If a "kspace_style"_kspace_style.html long-range Coulombics solver
that performs FFTs was used during the run (PPPM, Ewald), then
additional information is printed, e.g.

FFT time (% of Kspce) = 0.200313 (8.34477)
FFT Gflps 3d 1d-only = 2.31074 9.19989 :pre

The first line is the time spent doing 3d FFTs (several per timestep)
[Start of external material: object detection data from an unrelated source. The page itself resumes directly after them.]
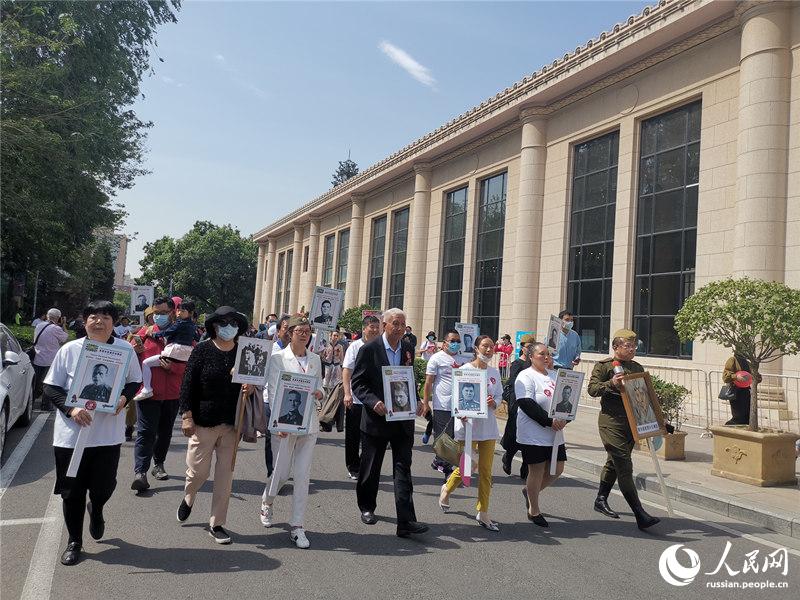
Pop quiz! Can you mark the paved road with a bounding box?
[0,418,800,600]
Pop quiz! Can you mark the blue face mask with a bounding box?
[216,325,239,342]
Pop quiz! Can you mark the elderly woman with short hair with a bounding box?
[261,316,323,548]
[177,306,249,544]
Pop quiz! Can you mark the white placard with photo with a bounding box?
[131,285,154,323]
[456,323,481,360]
[269,371,318,434]
[450,369,489,419]
[544,315,564,354]
[232,337,272,386]
[547,369,585,421]
[309,285,344,331]
[66,339,134,413]
[382,367,417,421]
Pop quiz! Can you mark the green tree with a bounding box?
[331,152,358,187]
[339,304,379,333]
[675,277,800,431]
[137,221,258,314]
[0,0,180,318]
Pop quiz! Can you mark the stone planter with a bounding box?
[657,431,686,460]
[711,426,800,486]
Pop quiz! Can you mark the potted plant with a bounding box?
[675,277,800,486]
[650,374,689,460]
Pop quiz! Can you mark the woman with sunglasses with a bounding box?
[261,315,323,548]
[177,306,249,544]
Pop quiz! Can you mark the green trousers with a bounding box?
[597,413,636,494]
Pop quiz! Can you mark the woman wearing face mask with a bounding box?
[417,331,436,361]
[178,306,249,544]
[439,335,503,531]
[514,343,567,527]
[422,329,462,478]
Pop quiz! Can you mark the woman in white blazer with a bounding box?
[261,316,323,548]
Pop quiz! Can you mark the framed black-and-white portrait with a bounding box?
[268,371,317,434]
[309,285,344,331]
[450,369,489,419]
[66,339,133,413]
[233,336,272,386]
[382,367,417,421]
[547,369,585,421]
[622,373,667,441]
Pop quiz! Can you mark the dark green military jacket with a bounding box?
[589,356,644,417]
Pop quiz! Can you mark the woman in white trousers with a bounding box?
[261,316,323,548]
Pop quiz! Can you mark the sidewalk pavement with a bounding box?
[498,407,800,538]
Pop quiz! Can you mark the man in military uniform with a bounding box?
[589,329,660,529]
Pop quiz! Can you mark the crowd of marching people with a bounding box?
[32,297,658,565]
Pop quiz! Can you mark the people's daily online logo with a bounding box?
[658,544,700,587]
[658,541,789,589]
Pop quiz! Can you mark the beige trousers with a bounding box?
[184,425,236,527]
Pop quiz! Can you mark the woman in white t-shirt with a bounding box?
[439,335,503,531]
[514,343,567,527]
[44,300,142,566]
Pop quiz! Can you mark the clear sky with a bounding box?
[122,0,648,276]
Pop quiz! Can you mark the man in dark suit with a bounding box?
[352,308,428,537]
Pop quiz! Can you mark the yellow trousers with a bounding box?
[446,440,496,512]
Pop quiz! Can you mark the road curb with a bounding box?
[567,450,800,539]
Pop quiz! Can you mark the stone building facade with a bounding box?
[254,0,800,374]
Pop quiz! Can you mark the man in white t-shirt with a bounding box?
[422,329,473,478]
[44,300,142,566]
[342,315,381,480]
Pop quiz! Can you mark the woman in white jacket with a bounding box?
[261,316,323,548]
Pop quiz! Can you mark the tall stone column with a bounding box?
[261,238,280,315]
[253,242,266,323]
[343,194,364,310]
[512,109,547,337]
[289,225,304,312]
[733,2,792,281]
[298,219,319,310]
[403,163,431,328]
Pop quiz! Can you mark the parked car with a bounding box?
[0,323,33,462]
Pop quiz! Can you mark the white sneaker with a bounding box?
[289,527,311,548]
[261,502,272,527]
[133,390,153,402]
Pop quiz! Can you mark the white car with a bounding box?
[0,323,33,462]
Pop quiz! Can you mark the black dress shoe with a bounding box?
[86,502,106,540]
[397,521,428,537]
[594,496,619,519]
[61,542,81,567]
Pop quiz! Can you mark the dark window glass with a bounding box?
[283,250,294,313]
[439,188,467,336]
[472,173,508,339]
[275,252,286,313]
[567,132,619,352]
[336,229,350,290]
[633,102,701,358]
[367,217,386,309]
[388,208,408,308]
[322,235,336,287]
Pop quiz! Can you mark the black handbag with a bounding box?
[717,383,736,402]
[25,323,53,363]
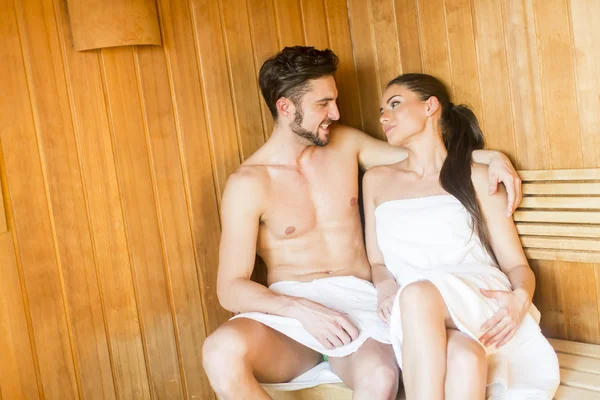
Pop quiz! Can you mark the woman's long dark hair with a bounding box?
[387,74,496,261]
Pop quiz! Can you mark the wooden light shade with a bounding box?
[67,0,161,51]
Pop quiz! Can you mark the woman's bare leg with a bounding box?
[400,281,450,400]
[445,329,487,400]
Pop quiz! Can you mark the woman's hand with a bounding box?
[479,289,531,347]
[375,279,400,324]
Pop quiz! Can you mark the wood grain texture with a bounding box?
[67,0,161,51]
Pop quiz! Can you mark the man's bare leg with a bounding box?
[202,318,321,400]
[329,339,400,400]
[445,329,487,400]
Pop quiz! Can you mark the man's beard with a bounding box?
[290,107,331,147]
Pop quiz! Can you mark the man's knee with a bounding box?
[202,325,249,377]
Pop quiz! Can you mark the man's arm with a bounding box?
[340,126,523,217]
[217,172,293,315]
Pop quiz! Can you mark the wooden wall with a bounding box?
[0,0,600,400]
[348,0,600,343]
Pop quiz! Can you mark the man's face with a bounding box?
[290,76,340,146]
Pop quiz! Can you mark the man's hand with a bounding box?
[488,152,523,218]
[293,298,359,349]
[376,279,400,324]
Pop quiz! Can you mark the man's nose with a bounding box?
[327,103,340,121]
[379,111,389,124]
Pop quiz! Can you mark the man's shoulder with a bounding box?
[223,164,269,205]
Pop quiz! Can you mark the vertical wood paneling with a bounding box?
[246,0,279,138]
[325,0,363,129]
[161,0,232,340]
[273,0,306,49]
[300,0,331,49]
[190,0,240,201]
[418,0,452,89]
[348,0,384,139]
[471,0,515,160]
[0,232,39,400]
[569,0,600,167]
[559,263,600,343]
[49,0,150,399]
[503,0,551,169]
[0,0,600,400]
[530,260,567,338]
[138,40,218,397]
[101,47,183,399]
[221,0,265,160]
[394,0,423,74]
[445,0,482,120]
[371,0,402,88]
[533,0,580,168]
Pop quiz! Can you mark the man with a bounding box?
[203,46,520,399]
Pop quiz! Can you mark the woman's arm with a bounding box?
[472,165,535,347]
[363,167,399,322]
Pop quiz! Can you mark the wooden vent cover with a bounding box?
[514,168,600,262]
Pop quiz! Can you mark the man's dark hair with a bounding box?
[258,46,338,120]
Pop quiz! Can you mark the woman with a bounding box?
[363,74,559,399]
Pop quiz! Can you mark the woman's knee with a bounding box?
[400,281,443,314]
[446,333,487,377]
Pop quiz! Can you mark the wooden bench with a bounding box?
[270,168,600,400]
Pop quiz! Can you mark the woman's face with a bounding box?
[379,85,427,146]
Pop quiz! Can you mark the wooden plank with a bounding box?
[560,263,600,344]
[557,353,600,379]
[522,182,600,195]
[519,196,600,209]
[472,0,516,157]
[158,1,231,400]
[371,0,402,89]
[221,1,265,159]
[518,168,600,182]
[0,233,40,400]
[524,248,600,263]
[348,0,384,139]
[325,0,364,129]
[569,0,600,167]
[417,0,453,91]
[529,258,567,337]
[273,0,306,49]
[394,0,423,74]
[554,386,600,400]
[300,0,331,50]
[7,2,89,399]
[533,0,583,168]
[444,0,483,120]
[560,368,600,392]
[101,47,184,399]
[246,0,279,139]
[516,222,600,238]
[514,210,600,224]
[548,339,600,359]
[521,236,600,251]
[501,0,551,169]
[190,0,241,198]
[0,177,8,233]
[53,0,151,398]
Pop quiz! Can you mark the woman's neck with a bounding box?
[404,124,448,178]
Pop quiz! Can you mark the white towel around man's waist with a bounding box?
[232,276,390,390]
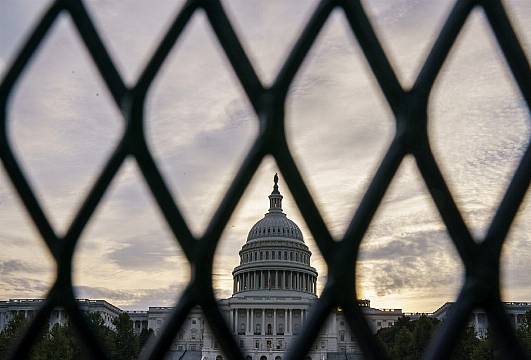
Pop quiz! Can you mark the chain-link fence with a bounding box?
[0,0,531,359]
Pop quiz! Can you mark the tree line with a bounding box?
[376,311,531,360]
[0,312,153,360]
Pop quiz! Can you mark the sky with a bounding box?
[0,0,531,312]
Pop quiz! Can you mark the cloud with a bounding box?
[0,0,531,308]
[107,234,186,271]
[359,230,463,296]
[0,259,42,276]
[74,283,189,310]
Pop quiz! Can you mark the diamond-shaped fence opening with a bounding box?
[0,0,531,359]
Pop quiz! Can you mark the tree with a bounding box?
[412,315,440,359]
[516,311,531,353]
[391,327,414,360]
[0,313,26,359]
[452,326,480,360]
[43,324,75,360]
[138,328,154,350]
[112,313,138,360]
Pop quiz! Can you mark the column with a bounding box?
[245,309,249,334]
[230,309,235,334]
[262,309,265,335]
[289,309,293,335]
[289,271,293,289]
[249,309,254,335]
[234,308,239,334]
[284,309,289,335]
[273,309,277,335]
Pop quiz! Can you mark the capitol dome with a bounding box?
[232,174,317,297]
[247,174,303,241]
[247,212,303,241]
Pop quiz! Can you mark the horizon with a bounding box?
[0,0,531,312]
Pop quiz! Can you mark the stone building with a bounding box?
[431,302,531,337]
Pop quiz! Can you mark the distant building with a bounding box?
[431,302,531,337]
[0,299,123,331]
[0,175,403,360]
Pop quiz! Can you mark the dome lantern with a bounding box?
[269,174,282,212]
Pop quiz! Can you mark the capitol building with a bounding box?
[0,175,531,360]
[129,175,402,360]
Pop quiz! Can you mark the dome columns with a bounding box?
[233,269,317,294]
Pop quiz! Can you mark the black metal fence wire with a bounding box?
[0,0,531,359]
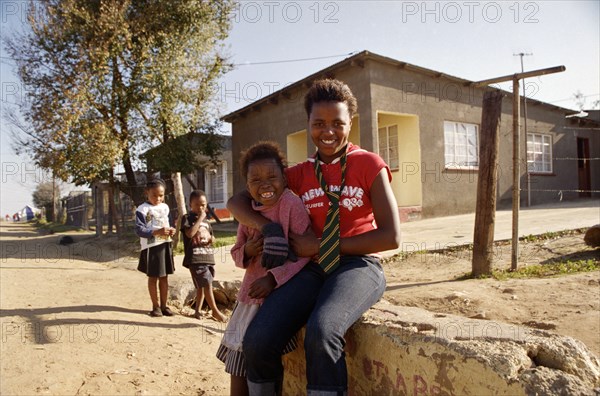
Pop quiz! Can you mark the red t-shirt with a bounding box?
[286,143,392,238]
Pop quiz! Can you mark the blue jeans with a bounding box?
[243,256,385,396]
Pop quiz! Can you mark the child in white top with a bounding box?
[135,179,175,317]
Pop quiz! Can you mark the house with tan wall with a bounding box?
[223,51,600,220]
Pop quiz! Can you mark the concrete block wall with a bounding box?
[283,302,600,396]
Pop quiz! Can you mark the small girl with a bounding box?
[217,142,310,395]
[135,179,175,317]
[181,190,227,322]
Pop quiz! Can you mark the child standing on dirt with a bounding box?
[181,190,226,322]
[217,142,310,395]
[135,179,175,317]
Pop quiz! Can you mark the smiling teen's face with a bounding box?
[246,158,286,206]
[146,186,165,206]
[190,195,208,214]
[308,102,352,163]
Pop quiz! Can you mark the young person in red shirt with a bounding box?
[228,79,400,395]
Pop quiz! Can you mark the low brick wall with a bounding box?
[283,302,600,396]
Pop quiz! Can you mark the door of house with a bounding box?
[577,138,592,198]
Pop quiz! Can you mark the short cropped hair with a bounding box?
[190,190,206,202]
[240,141,287,179]
[146,177,167,190]
[304,78,358,118]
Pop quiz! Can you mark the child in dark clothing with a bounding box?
[181,190,226,322]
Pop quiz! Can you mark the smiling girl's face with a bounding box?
[246,158,286,206]
[146,186,165,206]
[308,102,352,163]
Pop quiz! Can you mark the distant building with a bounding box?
[223,51,600,220]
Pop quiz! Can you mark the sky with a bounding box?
[0,0,600,216]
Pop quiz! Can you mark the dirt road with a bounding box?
[0,223,600,395]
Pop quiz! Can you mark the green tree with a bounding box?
[5,0,233,207]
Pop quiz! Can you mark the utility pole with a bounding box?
[513,52,533,208]
[471,66,566,271]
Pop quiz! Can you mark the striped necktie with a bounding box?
[315,147,348,274]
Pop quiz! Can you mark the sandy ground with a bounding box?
[0,223,600,395]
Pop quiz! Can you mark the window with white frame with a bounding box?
[444,121,479,168]
[527,133,552,173]
[378,125,399,170]
[204,162,227,204]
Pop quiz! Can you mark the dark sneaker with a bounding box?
[161,307,175,316]
[150,307,162,318]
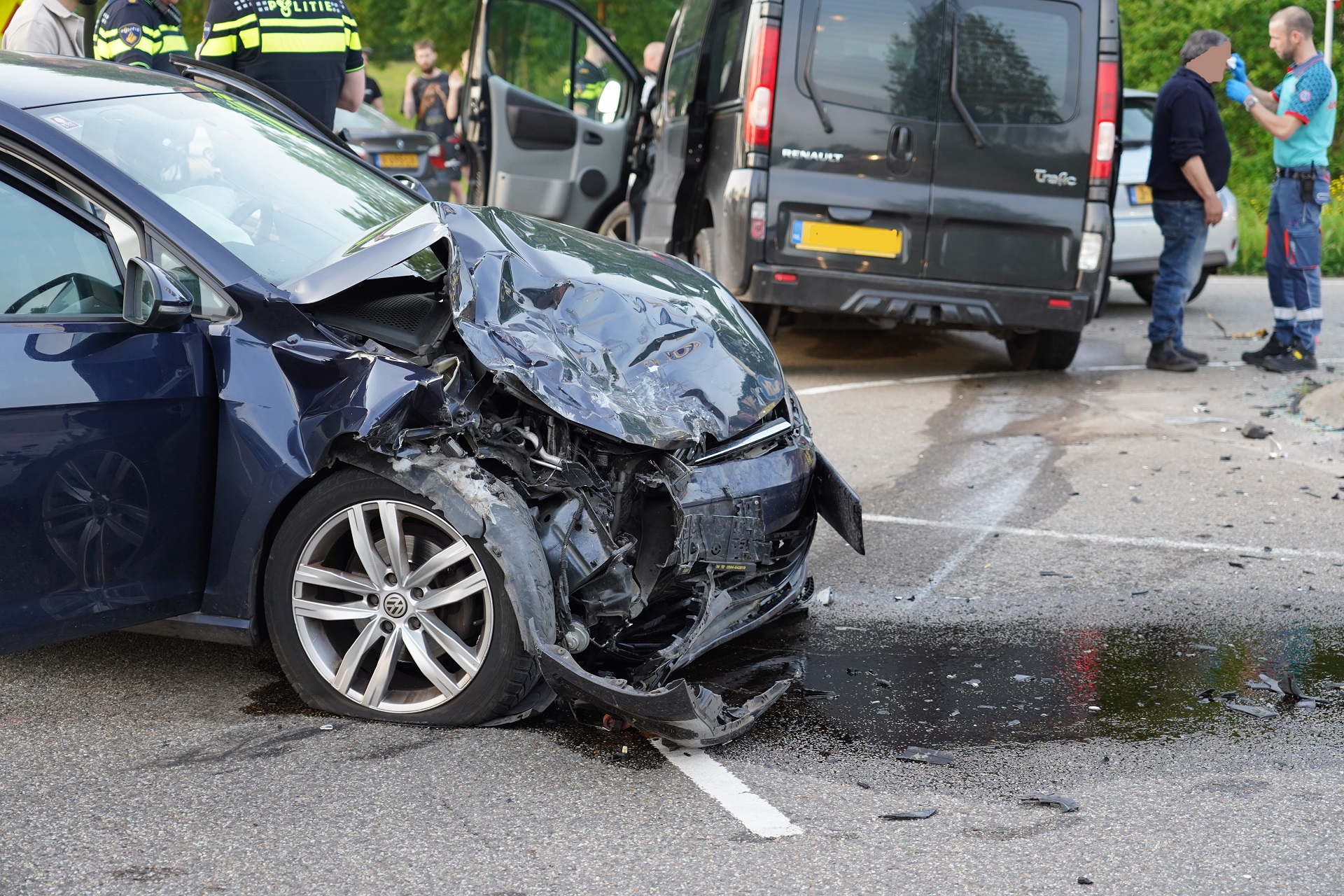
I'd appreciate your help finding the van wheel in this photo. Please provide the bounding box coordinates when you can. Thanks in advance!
[265,470,532,725]
[691,227,714,276]
[1004,329,1084,371]
[596,203,634,243]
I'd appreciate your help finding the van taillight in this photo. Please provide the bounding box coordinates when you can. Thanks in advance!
[1087,62,1119,184]
[743,24,780,152]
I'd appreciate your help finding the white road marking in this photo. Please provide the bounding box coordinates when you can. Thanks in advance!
[863,513,1344,561]
[649,738,802,837]
[797,357,1344,395]
[908,437,1042,601]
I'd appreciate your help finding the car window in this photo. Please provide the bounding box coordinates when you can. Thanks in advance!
[798,0,944,121]
[0,180,121,317]
[332,104,406,133]
[486,0,629,124]
[663,0,714,121]
[957,1,1082,125]
[706,0,751,106]
[1119,97,1153,144]
[0,153,140,269]
[36,90,422,285]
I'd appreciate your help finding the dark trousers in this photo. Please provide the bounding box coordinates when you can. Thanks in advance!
[1265,168,1331,354]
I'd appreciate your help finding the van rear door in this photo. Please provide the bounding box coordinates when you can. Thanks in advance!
[927,0,1098,290]
[463,0,637,230]
[766,0,945,281]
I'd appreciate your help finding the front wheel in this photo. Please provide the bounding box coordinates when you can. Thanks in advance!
[1004,329,1084,371]
[266,470,532,725]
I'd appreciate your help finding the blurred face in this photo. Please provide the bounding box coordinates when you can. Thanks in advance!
[1268,19,1302,62]
[1185,43,1233,85]
[415,47,438,71]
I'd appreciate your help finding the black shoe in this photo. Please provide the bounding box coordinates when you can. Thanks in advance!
[1148,340,1199,373]
[1242,336,1287,367]
[1261,342,1316,373]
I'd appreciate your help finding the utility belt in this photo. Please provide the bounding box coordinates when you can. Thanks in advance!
[1274,165,1331,203]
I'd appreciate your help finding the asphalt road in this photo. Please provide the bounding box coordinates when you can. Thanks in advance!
[0,278,1344,895]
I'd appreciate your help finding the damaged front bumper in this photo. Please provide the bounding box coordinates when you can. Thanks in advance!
[538,631,790,747]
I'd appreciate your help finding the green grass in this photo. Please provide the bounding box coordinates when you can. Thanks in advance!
[1227,177,1344,276]
[368,59,415,127]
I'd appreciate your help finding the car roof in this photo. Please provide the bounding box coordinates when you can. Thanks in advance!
[0,50,184,108]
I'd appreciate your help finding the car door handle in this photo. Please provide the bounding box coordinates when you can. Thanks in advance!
[887,125,916,174]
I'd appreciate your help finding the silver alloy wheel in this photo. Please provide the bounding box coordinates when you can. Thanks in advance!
[292,501,495,713]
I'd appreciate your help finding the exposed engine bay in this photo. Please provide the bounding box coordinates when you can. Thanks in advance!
[281,204,863,746]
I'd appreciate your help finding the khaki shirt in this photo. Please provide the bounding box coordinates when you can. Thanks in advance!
[0,0,83,57]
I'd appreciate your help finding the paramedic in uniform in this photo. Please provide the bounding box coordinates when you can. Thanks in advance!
[1226,7,1338,373]
[197,0,364,127]
[92,0,190,75]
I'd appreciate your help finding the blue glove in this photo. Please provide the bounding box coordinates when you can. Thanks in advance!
[1223,80,1252,102]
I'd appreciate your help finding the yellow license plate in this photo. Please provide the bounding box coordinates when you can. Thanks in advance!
[790,220,902,258]
[378,152,419,168]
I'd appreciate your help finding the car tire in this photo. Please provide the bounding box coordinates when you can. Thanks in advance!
[1129,267,1218,305]
[1004,329,1084,371]
[265,470,535,725]
[691,227,714,276]
[596,203,633,243]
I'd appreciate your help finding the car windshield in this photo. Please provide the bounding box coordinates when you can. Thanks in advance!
[332,104,406,133]
[36,90,421,285]
[1119,97,1154,144]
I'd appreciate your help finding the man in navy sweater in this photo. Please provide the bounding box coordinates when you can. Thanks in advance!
[1148,29,1233,373]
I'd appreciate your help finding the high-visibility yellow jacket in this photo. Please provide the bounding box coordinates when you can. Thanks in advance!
[199,0,364,126]
[92,0,188,74]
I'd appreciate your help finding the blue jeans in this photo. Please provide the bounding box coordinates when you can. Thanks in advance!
[1265,168,1331,354]
[1148,199,1208,348]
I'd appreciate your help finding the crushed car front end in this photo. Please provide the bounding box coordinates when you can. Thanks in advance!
[285,204,863,746]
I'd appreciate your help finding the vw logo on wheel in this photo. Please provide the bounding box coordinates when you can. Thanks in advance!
[383,594,407,620]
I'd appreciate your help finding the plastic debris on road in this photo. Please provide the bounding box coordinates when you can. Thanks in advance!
[1017,791,1082,813]
[878,808,938,821]
[1223,701,1278,719]
[1242,423,1274,440]
[897,746,957,766]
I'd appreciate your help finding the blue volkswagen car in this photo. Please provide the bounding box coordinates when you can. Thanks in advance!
[0,52,863,744]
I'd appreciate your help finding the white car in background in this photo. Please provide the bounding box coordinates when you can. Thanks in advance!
[1110,89,1236,304]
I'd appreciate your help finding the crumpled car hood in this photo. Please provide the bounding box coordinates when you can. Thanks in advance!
[440,204,785,449]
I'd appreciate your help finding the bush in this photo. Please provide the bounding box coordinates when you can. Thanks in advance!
[1119,0,1344,276]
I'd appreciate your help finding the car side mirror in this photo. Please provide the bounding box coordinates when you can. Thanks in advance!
[121,258,192,330]
[393,174,434,203]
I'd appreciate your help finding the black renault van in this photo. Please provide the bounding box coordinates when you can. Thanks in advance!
[462,0,1121,370]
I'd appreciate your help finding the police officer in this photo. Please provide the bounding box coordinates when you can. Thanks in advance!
[92,0,188,75]
[197,0,364,127]
[1226,7,1338,373]
[573,28,615,118]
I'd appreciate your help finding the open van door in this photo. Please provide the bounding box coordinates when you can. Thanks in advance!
[462,0,640,230]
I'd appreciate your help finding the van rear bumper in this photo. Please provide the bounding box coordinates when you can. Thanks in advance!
[742,265,1098,330]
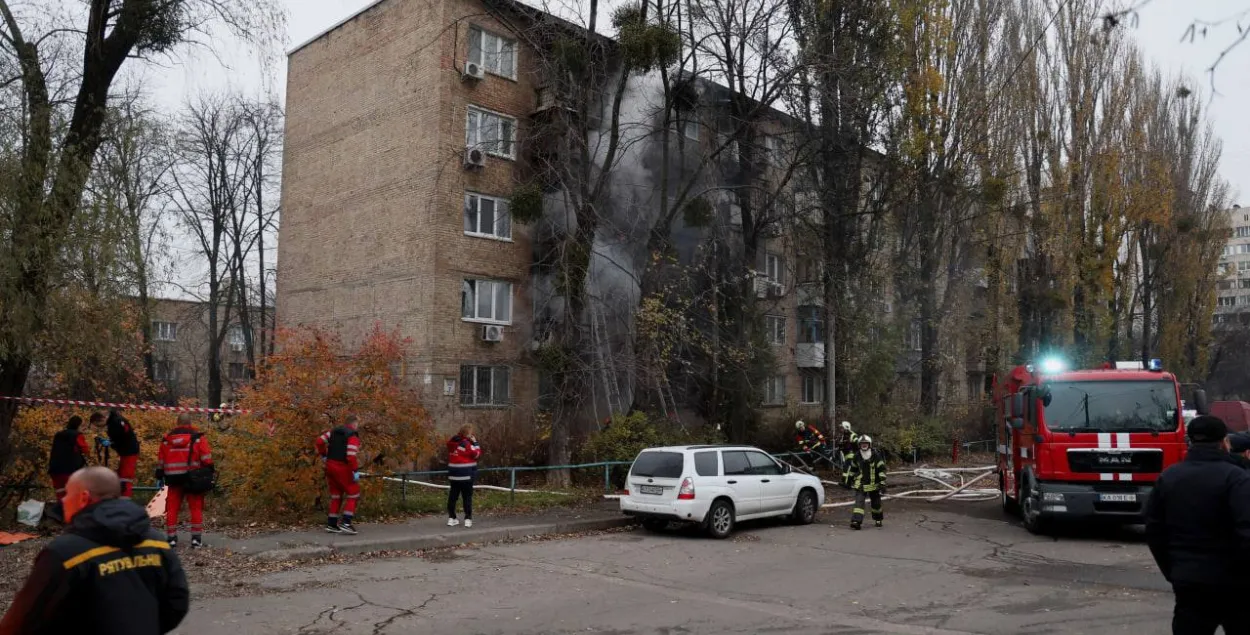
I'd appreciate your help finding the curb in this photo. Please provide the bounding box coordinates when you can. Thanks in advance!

and the fraction it represents of the total KSpace time (listed
above).  Each 3d FFT requires computation (3 sets of 1d FFTs) and
communication (transposes).  The total flops performed is 5Nlog_2(N),
where N is the number of points in the 3d grid.  The FFTs are timed
with and without the communication and a Gflop rate is computed.  The
3d rate is with communication; the 1d rate is without (just the 1d
FFTs).  Thus you can estimate what fraction of your FFT time was spent
in communication, roughly 75% in the example above.